JACKSON COUNTY, Wis. (WEAU) -- We're talking about garlic with Trisha Wagner with Jackson County UW Extension because now is the time to plant garlic.
In Wisconsin, garlic should be planted in later summer or fall, usually within a week or two after the first killing frost. This will allow the roots to develop and shoots emerge from the clove but not grow above the soil by the first hard freeze. A period of cold is necessary for bulbing, so unless given a proper cold treatment prior to planting, most garlic varieties planted in the spring will produce weak shoots and poorly developed bulbs.

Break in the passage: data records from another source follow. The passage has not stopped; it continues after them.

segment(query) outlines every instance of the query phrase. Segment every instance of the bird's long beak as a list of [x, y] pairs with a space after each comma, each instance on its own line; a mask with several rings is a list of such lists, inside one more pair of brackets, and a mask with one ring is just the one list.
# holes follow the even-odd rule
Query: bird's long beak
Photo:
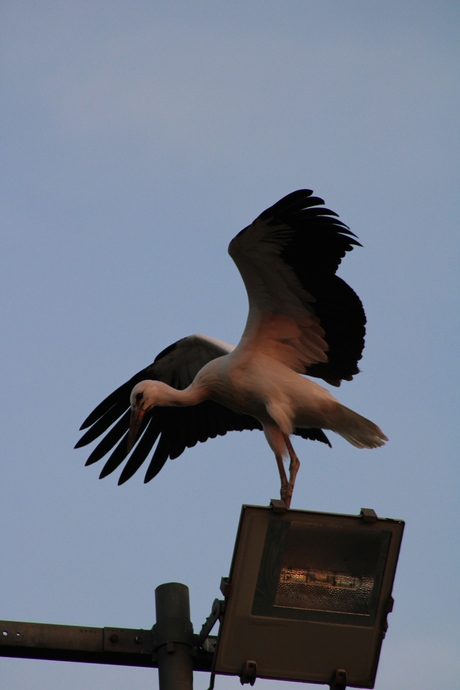
[[139, 437], [139, 429], [141, 428], [142, 421], [145, 416], [145, 410], [141, 407], [131, 408], [131, 418], [129, 420], [129, 431], [128, 431], [128, 453], [136, 443]]

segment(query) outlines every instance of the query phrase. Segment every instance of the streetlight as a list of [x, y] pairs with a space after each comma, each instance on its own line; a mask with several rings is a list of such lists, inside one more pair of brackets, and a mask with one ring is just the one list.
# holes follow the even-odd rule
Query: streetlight
[[242, 507], [216, 674], [373, 688], [404, 523]]

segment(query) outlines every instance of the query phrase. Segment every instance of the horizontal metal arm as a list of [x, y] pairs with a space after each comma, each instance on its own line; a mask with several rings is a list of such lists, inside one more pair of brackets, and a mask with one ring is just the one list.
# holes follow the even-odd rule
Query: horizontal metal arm
[[[152, 630], [0, 621], [0, 656], [157, 668], [153, 647]], [[195, 671], [210, 671], [212, 659], [193, 648]]]

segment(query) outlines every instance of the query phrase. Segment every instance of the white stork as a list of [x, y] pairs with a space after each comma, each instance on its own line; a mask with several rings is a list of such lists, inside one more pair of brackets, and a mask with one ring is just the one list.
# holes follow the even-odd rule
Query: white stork
[[330, 445], [322, 431], [330, 429], [357, 448], [388, 440], [373, 422], [303, 376], [334, 386], [350, 381], [359, 371], [366, 323], [359, 297], [335, 275], [345, 253], [361, 245], [312, 195], [305, 189], [289, 194], [230, 242], [249, 299], [236, 348], [202, 335], [182, 338], [85, 420], [81, 429], [88, 430], [76, 447], [105, 434], [86, 464], [111, 451], [101, 478], [129, 456], [118, 483], [128, 480], [157, 440], [145, 482], [197, 441], [261, 429], [289, 507], [300, 464], [291, 434]]

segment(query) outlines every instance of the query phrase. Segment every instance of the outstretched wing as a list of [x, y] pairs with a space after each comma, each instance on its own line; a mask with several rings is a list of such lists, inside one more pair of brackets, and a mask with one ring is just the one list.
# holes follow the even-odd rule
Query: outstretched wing
[[142, 437], [128, 453], [129, 398], [137, 383], [153, 379], [174, 388], [186, 388], [207, 362], [232, 350], [231, 345], [220, 340], [192, 335], [160, 352], [150, 366], [105, 398], [83, 422], [81, 429], [88, 430], [76, 448], [103, 436], [86, 464], [91, 465], [110, 453], [100, 474], [102, 478], [119, 467], [129, 455], [118, 482], [123, 484], [139, 469], [158, 441], [145, 475], [148, 482], [158, 474], [168, 458], [177, 458], [185, 448], [191, 448], [198, 441], [223, 436], [227, 431], [261, 429], [253, 417], [236, 414], [212, 401], [187, 408], [155, 407], [146, 415]]
[[335, 275], [356, 236], [308, 189], [288, 194], [230, 242], [249, 314], [238, 348], [340, 385], [357, 374], [366, 317]]
[[[107, 396], [81, 425], [81, 430], [87, 431], [75, 448], [86, 446], [103, 436], [86, 465], [92, 465], [110, 453], [100, 474], [102, 479], [128, 458], [118, 480], [119, 484], [123, 484], [147, 460], [155, 447], [144, 479], [149, 482], [168, 458], [177, 458], [185, 448], [191, 448], [198, 441], [224, 436], [227, 431], [262, 429], [262, 425], [254, 417], [237, 414], [211, 400], [194, 407], [154, 407], [145, 416], [141, 438], [133, 450], [128, 452], [129, 398], [137, 383], [153, 379], [174, 388], [186, 388], [207, 362], [232, 350], [231, 345], [220, 340], [191, 335], [160, 352], [150, 366], [139, 371]], [[299, 429], [295, 433], [330, 445], [321, 429]]]

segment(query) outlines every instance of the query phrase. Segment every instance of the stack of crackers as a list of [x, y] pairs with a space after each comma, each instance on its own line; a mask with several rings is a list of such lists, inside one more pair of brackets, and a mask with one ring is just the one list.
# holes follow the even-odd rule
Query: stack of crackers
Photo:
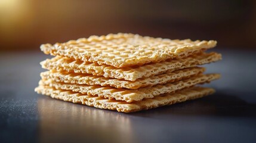
[[41, 50], [55, 57], [41, 63], [48, 71], [35, 91], [127, 113], [201, 98], [214, 90], [196, 85], [220, 76], [198, 67], [221, 59], [205, 52], [216, 43], [118, 33], [44, 44]]

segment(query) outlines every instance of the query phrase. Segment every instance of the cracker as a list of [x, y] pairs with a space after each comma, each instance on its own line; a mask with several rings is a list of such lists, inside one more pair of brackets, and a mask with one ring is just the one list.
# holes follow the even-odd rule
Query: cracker
[[208, 88], [194, 87], [175, 94], [165, 94], [151, 99], [128, 103], [125, 101], [105, 99], [103, 97], [87, 95], [69, 91], [56, 89], [47, 86], [39, 86], [35, 91], [38, 94], [51, 96], [53, 98], [80, 103], [99, 108], [115, 110], [119, 112], [134, 112], [143, 110], [174, 104], [187, 100], [199, 98], [214, 92]]
[[139, 79], [134, 82], [123, 79], [107, 78], [103, 76], [95, 76], [89, 74], [70, 73], [67, 72], [58, 72], [53, 70], [42, 72], [41, 76], [42, 79], [51, 79], [58, 82], [101, 85], [102, 86], [110, 86], [117, 88], [137, 89], [188, 78], [192, 76], [198, 74], [205, 71], [205, 70], [202, 67], [185, 69], [173, 72], [168, 72], [147, 78]]
[[43, 44], [41, 49], [47, 54], [120, 68], [181, 58], [213, 48], [216, 44], [215, 41], [170, 40], [118, 33], [92, 36], [53, 45]]
[[221, 55], [217, 53], [202, 53], [191, 55], [184, 59], [167, 60], [137, 67], [118, 69], [107, 65], [98, 65], [97, 63], [83, 62], [80, 60], [57, 56], [42, 61], [41, 64], [43, 68], [48, 70], [88, 73], [94, 76], [103, 76], [105, 77], [124, 79], [134, 81], [140, 78], [159, 74], [167, 70], [172, 72], [178, 69], [195, 67], [197, 65], [216, 61], [221, 58]]
[[57, 89], [72, 91], [83, 94], [97, 95], [110, 100], [125, 101], [127, 102], [141, 101], [144, 98], [152, 98], [161, 94], [172, 93], [184, 88], [188, 88], [197, 84], [209, 82], [218, 79], [218, 74], [200, 74], [188, 79], [162, 85], [139, 88], [136, 89], [117, 89], [110, 86], [90, 86], [64, 83], [54, 82], [51, 79], [41, 80], [39, 85], [48, 86]]

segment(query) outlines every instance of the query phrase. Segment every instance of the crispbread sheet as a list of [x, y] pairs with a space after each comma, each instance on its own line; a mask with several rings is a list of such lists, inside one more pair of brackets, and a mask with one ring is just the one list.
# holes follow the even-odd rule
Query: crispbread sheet
[[53, 98], [80, 103], [96, 108], [115, 110], [120, 112], [134, 112], [174, 104], [189, 100], [201, 98], [214, 92], [208, 88], [194, 87], [178, 91], [175, 94], [165, 94], [151, 99], [128, 103], [125, 101], [105, 99], [103, 97], [84, 95], [69, 91], [56, 89], [47, 86], [39, 86], [35, 91], [38, 94], [51, 96]]
[[220, 59], [221, 59], [221, 55], [220, 54], [202, 53], [190, 55], [183, 59], [150, 63], [137, 67], [118, 69], [107, 65], [99, 65], [97, 63], [83, 62], [57, 56], [52, 59], [42, 61], [41, 64], [44, 69], [58, 72], [67, 71], [72, 73], [88, 73], [94, 76], [103, 76], [105, 77], [124, 79], [134, 81], [140, 78], [159, 74], [167, 70], [172, 72], [178, 69], [207, 64]]
[[184, 88], [188, 88], [197, 84], [209, 82], [218, 79], [218, 74], [200, 74], [188, 79], [162, 85], [136, 89], [117, 89], [110, 86], [90, 86], [87, 85], [70, 84], [54, 82], [51, 79], [41, 80], [39, 85], [48, 86], [58, 89], [72, 91], [83, 94], [97, 95], [110, 100], [125, 101], [127, 102], [141, 101], [144, 98], [152, 98], [162, 94], [174, 92]]
[[118, 33], [92, 36], [53, 45], [43, 44], [41, 49], [47, 54], [119, 68], [181, 58], [213, 48], [216, 44], [215, 41], [170, 40]]
[[202, 73], [204, 71], [204, 68], [192, 67], [176, 70], [173, 72], [168, 72], [147, 78], [141, 78], [134, 82], [123, 79], [107, 78], [103, 76], [95, 76], [88, 74], [70, 73], [67, 72], [57, 72], [55, 71], [47, 71], [41, 73], [41, 76], [42, 79], [51, 79], [53, 80], [58, 82], [101, 85], [102, 86], [110, 86], [117, 88], [137, 89], [142, 87], [152, 86], [156, 84], [164, 84], [167, 82], [188, 78], [192, 76]]

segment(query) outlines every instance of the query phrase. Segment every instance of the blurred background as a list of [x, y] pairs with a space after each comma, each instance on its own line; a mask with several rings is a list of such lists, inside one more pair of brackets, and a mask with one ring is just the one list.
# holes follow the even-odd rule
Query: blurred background
[[128, 32], [256, 47], [256, 1], [0, 0], [0, 52]]

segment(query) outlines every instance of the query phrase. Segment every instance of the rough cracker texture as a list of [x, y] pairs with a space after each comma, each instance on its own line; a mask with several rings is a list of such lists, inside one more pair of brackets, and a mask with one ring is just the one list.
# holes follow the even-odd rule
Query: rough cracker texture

Garlic consumption in fact does repel mosquitoes. Garlic has also been promoted to treat colds, coughs, high blood pressure, arteriosclerosis, fungal infections, cancer, hyperglycemia, high cholesterol, roundworms and hookworms. Proponents advise eating a raw clove of garlic a day to boost the immune system. Recent scientific studies have shown that certain compounds in garlic prevent blood clot formation and may affect blood cholesterol levels.
Garlic does best in full sun in well-drained soil high in organic matter. Bulb expansion can be impeded in heavy clay soils, especially if they dry out. And supplemental moisture may be needed early in the season on light, sandy soils. Prepare the soil well before planting to provide a loose growing bed for bulb growth.